The answer lies in a couple of basic terms. Set time (also called dry time) is the amount of time that needs to elapse before you can handle a glue-up assembly. Cure time, on the other hand, defines how long you need to wait before subjecting the new joint to pressure or stress. By the way, open time — that wonderful window of opportunity when you can still move parts before the glue begins to stiffen — is not the same thing as set time. Glue can become sufficiently tacky to prevent adjustments long before the set time expires.

On most woodworking glue bottles, the instructions will indicate that the assembly needs to be clamped for at least a couple of hours, but that one should wait overnight before machining the parts or subjecting them to stress — such as being moved from machine to machine or perhaps passing through the rollers of a thickness planer.

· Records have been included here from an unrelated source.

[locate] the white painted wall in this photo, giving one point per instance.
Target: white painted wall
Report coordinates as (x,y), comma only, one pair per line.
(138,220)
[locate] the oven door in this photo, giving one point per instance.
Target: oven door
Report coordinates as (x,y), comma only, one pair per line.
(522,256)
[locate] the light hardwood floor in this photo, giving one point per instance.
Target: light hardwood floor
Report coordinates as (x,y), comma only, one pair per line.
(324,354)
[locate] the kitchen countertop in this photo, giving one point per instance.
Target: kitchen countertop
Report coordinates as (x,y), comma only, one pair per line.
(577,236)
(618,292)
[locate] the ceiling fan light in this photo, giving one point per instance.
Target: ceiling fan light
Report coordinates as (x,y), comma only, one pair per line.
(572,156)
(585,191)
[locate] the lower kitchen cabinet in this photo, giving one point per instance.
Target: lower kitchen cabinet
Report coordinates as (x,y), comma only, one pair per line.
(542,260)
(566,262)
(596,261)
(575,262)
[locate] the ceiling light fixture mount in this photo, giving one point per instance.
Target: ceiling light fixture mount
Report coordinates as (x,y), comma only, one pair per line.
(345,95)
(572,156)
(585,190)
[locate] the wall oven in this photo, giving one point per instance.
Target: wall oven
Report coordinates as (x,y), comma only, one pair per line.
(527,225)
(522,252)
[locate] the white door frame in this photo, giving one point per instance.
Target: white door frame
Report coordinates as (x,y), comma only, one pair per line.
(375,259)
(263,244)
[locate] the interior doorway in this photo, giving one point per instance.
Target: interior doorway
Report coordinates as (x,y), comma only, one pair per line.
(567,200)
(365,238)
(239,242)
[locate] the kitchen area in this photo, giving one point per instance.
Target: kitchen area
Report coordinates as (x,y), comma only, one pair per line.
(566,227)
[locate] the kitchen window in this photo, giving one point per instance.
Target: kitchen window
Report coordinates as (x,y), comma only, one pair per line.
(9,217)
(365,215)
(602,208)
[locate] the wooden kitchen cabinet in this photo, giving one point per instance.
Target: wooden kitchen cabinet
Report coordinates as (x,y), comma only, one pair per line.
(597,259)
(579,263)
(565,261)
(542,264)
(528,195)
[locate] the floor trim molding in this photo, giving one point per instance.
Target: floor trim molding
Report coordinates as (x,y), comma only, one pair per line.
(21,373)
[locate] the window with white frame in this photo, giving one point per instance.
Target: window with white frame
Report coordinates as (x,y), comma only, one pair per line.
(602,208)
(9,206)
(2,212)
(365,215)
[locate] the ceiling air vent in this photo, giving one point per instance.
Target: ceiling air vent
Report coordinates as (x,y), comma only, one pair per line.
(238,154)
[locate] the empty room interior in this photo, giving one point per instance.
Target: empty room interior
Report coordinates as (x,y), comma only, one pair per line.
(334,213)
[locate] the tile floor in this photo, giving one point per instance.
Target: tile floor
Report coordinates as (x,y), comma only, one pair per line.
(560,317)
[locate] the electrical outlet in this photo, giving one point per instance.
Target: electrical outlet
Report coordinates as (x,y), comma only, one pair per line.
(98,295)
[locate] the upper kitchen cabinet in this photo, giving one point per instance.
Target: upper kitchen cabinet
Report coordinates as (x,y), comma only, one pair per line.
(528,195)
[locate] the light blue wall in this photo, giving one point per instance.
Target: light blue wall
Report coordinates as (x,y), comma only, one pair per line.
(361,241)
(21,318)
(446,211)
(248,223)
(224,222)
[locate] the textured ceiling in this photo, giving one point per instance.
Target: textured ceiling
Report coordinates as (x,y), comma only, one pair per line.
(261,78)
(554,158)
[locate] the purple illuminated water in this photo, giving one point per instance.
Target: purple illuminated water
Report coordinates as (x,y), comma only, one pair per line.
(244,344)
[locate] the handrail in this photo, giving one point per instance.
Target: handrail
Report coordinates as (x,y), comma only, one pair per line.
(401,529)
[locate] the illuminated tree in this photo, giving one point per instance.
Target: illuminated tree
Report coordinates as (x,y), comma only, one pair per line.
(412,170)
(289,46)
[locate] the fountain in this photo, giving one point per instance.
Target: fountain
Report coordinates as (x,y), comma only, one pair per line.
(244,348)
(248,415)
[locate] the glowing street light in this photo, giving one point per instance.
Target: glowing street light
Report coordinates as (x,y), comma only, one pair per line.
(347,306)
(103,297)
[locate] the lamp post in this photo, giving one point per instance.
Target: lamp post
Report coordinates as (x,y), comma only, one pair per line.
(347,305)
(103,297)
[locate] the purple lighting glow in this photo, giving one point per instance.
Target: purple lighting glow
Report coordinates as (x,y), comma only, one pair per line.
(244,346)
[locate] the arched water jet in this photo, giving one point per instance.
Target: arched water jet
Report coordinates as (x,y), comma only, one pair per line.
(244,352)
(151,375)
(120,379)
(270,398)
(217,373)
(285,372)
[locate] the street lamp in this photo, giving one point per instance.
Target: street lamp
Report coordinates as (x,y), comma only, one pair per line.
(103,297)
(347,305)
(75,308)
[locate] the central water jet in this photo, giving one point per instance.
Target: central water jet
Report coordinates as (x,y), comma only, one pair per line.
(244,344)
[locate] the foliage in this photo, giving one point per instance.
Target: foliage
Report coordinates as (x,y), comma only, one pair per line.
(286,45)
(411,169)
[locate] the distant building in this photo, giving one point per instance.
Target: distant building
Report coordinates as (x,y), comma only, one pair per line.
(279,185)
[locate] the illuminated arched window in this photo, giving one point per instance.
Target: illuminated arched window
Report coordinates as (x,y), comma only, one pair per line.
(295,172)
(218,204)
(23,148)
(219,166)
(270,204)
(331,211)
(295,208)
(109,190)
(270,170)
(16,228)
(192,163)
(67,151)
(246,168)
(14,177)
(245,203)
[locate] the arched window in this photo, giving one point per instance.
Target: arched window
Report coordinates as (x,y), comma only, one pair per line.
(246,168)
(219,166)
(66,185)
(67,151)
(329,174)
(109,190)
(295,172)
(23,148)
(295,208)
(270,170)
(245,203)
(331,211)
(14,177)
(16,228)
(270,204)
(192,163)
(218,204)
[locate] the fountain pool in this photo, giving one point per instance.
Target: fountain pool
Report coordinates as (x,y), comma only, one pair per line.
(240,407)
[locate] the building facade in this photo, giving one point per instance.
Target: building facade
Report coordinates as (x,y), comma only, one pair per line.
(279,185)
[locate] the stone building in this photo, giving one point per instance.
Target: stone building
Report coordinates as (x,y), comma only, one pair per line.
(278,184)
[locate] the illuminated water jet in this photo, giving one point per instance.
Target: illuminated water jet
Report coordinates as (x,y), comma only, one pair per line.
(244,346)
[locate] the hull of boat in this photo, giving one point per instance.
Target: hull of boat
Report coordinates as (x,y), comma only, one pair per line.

That first stage where the parts are still clamped (set time) allows the carrier to evaporate and the glue to dry. A carrier is a chemical compound that allows the glue to take the form of a liquid at room temperature. The most common is dihydrogen monoxide, which is just ordinary, everyday water. As the carrier evaporates into the air (dries), a molecular level process takes place that reduces the liquid glue to a solid state. Even though it becomes stable, with many glue types it is not yet strong. A further chemical reaction needs to take place that causes the now solid compound to harden and gain strength. That reaction (curing) takes more time because the elements in the glue are not as volatile as water.

So the simple answer is that glue doesn’t harden in the bottle because the carrier can’t escape and evaporate. In a way, one could say that glue hardens when it reacts with air. But that’s not really what’s happening. More accurately, glue transforms from a liquid to a solid state when the carrier evaporates into the air.

Some “instant” glue is built around more volatile (highly evaporative) carriers than water and these disappear more quickly and produce a stable bond in very little time. These glues are sometimes less effective, long-lasting or forgiving than standard wood glues, so there can be a tradeoff. It might be convenient to have the glue cure very quickly, but the bond might not have quite the same integrity as a slow-curing compound.

Other glues, such as hot-melt adhesives, forego the evaporative stage. They don’t depend on a carrier. They are already in a solid state (pellets or cartridges) at room temperature and actually require a physical catalyst (heat) to change their state temporarily. That is, they need to go from a solid to a liquid so they can be used and then almost immediately return to a solid state so they bond without clamping.

That quick metamorphosis isn’t the only reason that shops use heat-based glue. The most common adhesive in processes such as edgebanding is ethylene-vinyl acetate (EVA), which is also known as polyethylene-vinyl acetate (PEVA). While it’s essentially a plastic, EVA is also soft, flexible, waterproof, resistant to ultraviolet radiation (so it doesn’t delaminate on furniture in basic sunlight) and it also doesn’t have too many stress cracks in its dry/cured state. The vinyl part of EVA is essentially the same compound used to make things like car seats and dashboards, while the ethylene is a highly bondable hydrocarbon (it has four hydrogen atoms bound to two carbon atoms). EVA has strong adhesive and respectable cohesive qualities, which makes it a great choice for applying banding to the relatively rough surface of MDF.